What is best practice? 

The same day RNZ’s Oranga Tamariki scoop came out, WYNC’s On the Media show pondered The Ethics of Reporting on Data Leaked From Ransomware Attacks - including other cases of ransomware blocking hospitals from accessing their own data. 

Ransomware attacks rose by 158 percent in North America between 2019 and 2020, with many hackers turning to the media as an extortion ploy. 

“There is no single standard. Every media outlet sort of decides on its own what it feels comfortable doing,” said Kim Zetter, a journalist covering cybersecurity told On the Media.  

Exposure of hacked material in news media can also serve the public interest in another way - highlighting the consequences of vulnerabilities that lead to privacy breaches in first place. Arguably that in itself could be an incentive to tighten up systems and make them safer from cybercrime. 

So what should media do when confronted with hacked data as part of a ransom bid? 

“The first thing is to notify the legitimate custodian of the information so they can take steps to protect it,” Privacy Commissioner John Edwards told Mediawatch

“That may mean seeking the sorts of court orders that Waikato DHB did last week a bit more promptly. That will take the burden of those difficult judgments away from the media because it would be prohibited by the court,” Edwards said.

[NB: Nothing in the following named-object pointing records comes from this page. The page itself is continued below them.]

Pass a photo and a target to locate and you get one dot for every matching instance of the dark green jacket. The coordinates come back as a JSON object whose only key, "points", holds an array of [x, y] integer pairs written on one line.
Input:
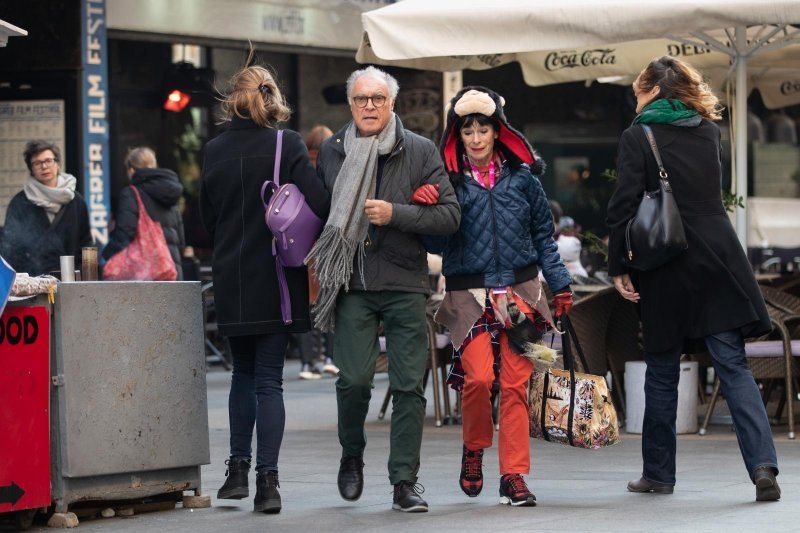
{"points": [[395, 258]]}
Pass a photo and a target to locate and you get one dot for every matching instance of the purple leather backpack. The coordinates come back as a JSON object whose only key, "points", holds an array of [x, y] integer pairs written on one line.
{"points": [[294, 228]]}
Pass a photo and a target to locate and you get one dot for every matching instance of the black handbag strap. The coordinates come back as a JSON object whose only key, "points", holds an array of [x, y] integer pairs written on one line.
{"points": [[569, 329], [662, 172], [569, 364]]}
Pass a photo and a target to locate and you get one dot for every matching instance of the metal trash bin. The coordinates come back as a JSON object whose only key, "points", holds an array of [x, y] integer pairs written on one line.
{"points": [[128, 394], [687, 397]]}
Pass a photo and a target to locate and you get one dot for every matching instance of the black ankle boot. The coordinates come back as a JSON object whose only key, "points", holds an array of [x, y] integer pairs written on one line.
{"points": [[268, 499], [235, 486]]}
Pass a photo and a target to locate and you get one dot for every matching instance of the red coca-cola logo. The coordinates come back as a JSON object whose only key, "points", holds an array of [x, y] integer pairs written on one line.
{"points": [[577, 58], [790, 87]]}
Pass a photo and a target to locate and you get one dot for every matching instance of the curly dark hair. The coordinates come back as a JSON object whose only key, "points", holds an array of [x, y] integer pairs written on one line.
{"points": [[36, 147]]}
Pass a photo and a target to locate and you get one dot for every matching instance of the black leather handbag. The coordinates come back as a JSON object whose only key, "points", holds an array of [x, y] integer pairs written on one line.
{"points": [[655, 235]]}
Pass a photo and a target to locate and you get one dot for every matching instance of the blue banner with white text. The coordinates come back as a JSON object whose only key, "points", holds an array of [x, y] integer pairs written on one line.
{"points": [[94, 117]]}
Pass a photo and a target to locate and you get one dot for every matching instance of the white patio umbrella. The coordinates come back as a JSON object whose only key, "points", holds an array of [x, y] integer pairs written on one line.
{"points": [[569, 40]]}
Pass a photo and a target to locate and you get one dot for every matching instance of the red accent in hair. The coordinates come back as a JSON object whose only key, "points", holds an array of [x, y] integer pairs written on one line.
{"points": [[450, 156], [515, 144]]}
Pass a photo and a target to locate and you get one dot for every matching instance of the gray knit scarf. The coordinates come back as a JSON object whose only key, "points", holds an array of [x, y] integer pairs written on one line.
{"points": [[343, 237], [51, 199]]}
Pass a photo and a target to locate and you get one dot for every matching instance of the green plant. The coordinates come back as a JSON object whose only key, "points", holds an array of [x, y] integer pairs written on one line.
{"points": [[610, 174], [731, 201]]}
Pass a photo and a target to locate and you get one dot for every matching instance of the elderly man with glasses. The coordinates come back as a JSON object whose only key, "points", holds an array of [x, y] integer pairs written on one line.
{"points": [[388, 187], [48, 218]]}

Paul Thompson agreed all media need to consider how to handle hacked data because it won't be the last time they confront the problem. 

“Journalistic practice does evolve over time and this is one example we do need to think about and see what the BSA and the Media Council think about this matter,“ Thompson said. 

“But I think it would be a very sad day if anyone started to develop proscriptive rules that constrained journalism and journalistic freedom,“ he added.